Identify connections between Venezuelan and African musical traditions.
Perform a song using call and response.
MATERIALS
Instruments for visual reference: Maracas, Tambor Mina
Adaptive instruments: hand clapping, foot tapping, or mouth clicking
EXPLORE
Display Google Slides: Venezuela. Distribute the Alegría Musical: Latin American Stories Travel Diary. Allow students a moment to personalize the diary. Tell students they will use the diary as they travel through Latin America with puppets Pepe and Tito, drawing and recording important facts about another culture.
Show the All About Venezuela video. Ask students to remember key geographical and cultural elements discussed in the video. Ask: Where is the country located on a map? Is there a national sport? Does the Venezuelan Flag look similar to other flags of Latin American countries? How many strings are on the instrument called the cuatro? Does the cuatro look like another musical instrument you have seen before? What does the name of the instrument mean in languages other than English, like Spanish or Italian?
Allow time for students to draw and write in their diary, recalling information they learned from the video.
LEARN
Introduce students to Afro-Venezuelan Music. Explain that Afro-Venezuelan music includes elements of both African and Latin American musical traditions. These two musical styles have been combined for nearly five hundred years, which creates a unique kind of Venezuelan music. While instruments such as the cuatro are descendents from a Latin American family of instruments, drums like the tambor de mina y curbata, tambor cumaco; quitiplás, and culoepuya are descendents from an African family of instruments.
Afro-Venezuelan Music (and many other kinds of Latin American music) often includes a musical technique called call and response. Explain that while students are most likely familiar with call and response as a teacher’s method to gain their attention (for example, “1, 2, 3, eyes on me,” “1, 2, eyes on you”), call and response is also very common in African music. One person or group will sing the call, and another person or group will sing the response. Tell students that they will learn to say the words to a song from Ghana, a country in Africa, that uses call and response.
Using the Kye Kye Kule Lyrics, ask students to say each line of the lyrics by repeating after you.
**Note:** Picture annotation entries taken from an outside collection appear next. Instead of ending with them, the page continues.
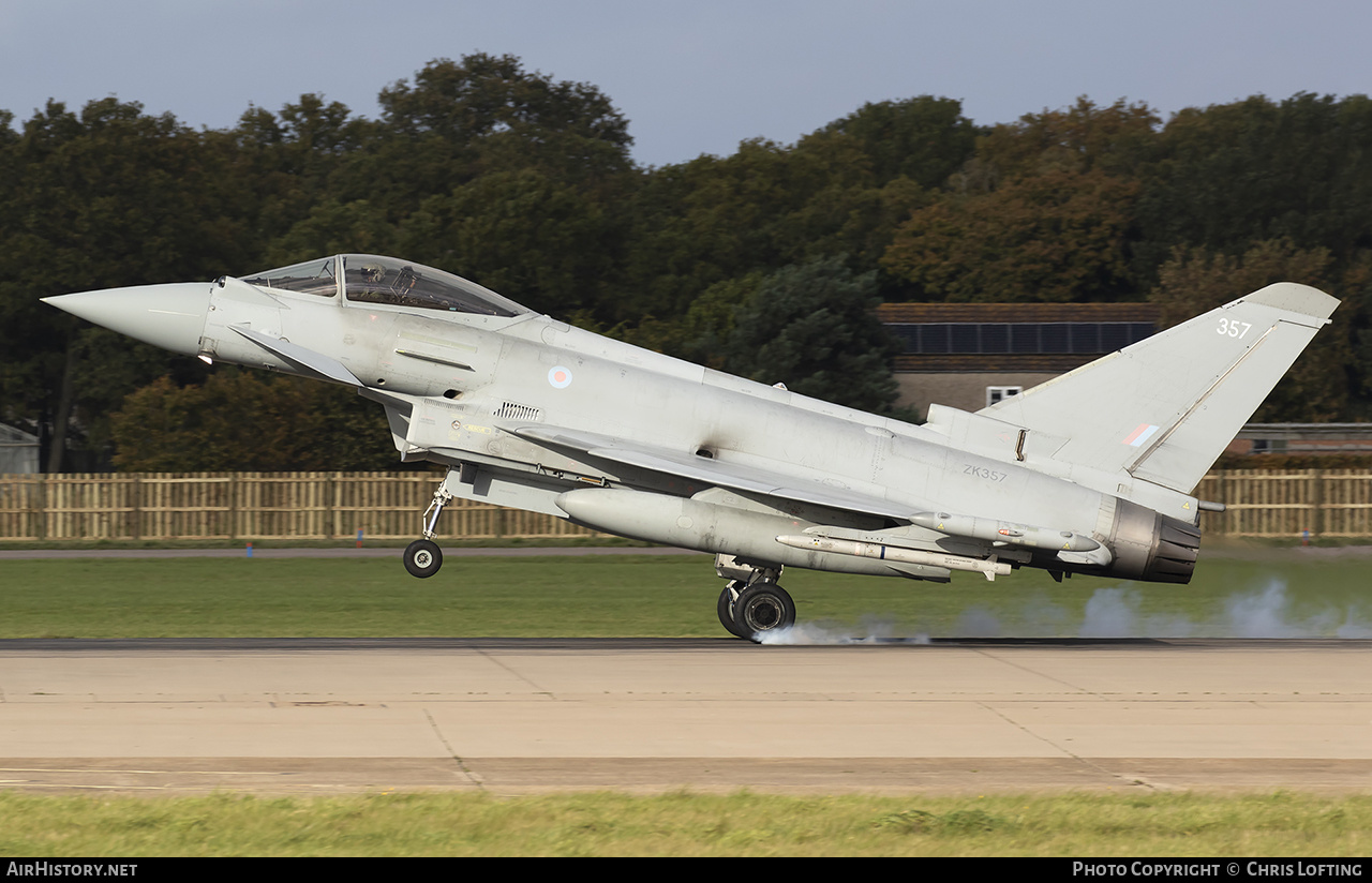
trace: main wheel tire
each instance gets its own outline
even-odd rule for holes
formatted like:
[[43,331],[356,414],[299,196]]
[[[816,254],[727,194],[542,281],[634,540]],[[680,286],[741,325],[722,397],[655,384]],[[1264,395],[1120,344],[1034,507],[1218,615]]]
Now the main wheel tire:
[[752,635],[745,635],[738,624],[734,622],[734,592],[730,591],[733,583],[724,587],[724,591],[719,592],[719,605],[716,605],[719,612],[719,624],[724,627],[734,638],[752,638]]
[[405,547],[405,569],[421,580],[443,566],[443,550],[432,540],[414,540]]
[[757,640],[796,624],[796,602],[785,588],[775,583],[753,583],[734,602],[734,625],[745,632],[744,638]]

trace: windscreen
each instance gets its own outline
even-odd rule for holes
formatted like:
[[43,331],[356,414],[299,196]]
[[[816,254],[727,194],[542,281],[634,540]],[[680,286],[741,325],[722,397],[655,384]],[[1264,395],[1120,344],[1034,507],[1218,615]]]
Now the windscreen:
[[523,315],[528,309],[460,276],[380,255],[343,255],[347,299],[420,310]]
[[280,270],[263,270],[243,278],[250,285],[294,291],[302,295],[332,298],[339,293],[339,282],[333,273],[333,258],[316,258],[305,263],[292,263]]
Note: “Kaka shilanga” is a rhyming derivative of “Kofi sa langa.” Teachers may consider substituting “Kaka shilanga” for “Lala shilanga” as the word association to “caca” in Spanish means “poop.” Show Kye Kye Kule performed by students and ask students to observe the call and response in action, and how the song is passed between the two groups on stage.
Once students show success with the lyrics and understand call and response, use the Kye Kye Kule Backing Track to perform the song as a class. Divide the class into two choruses or groups, and ask each chorus to take turns at performing either the call or the response.
Listen to Afro-Venezuelan Music and encourage students to listen for the call and response effect in the music.
PERFORM+SHARE
Create a one minute video performing “Kye Kye Kule.” Share the video at the S’Cool Sounds Padlet.
Tell students to get their diary ready for the next lesson, which is a visit to Colombia.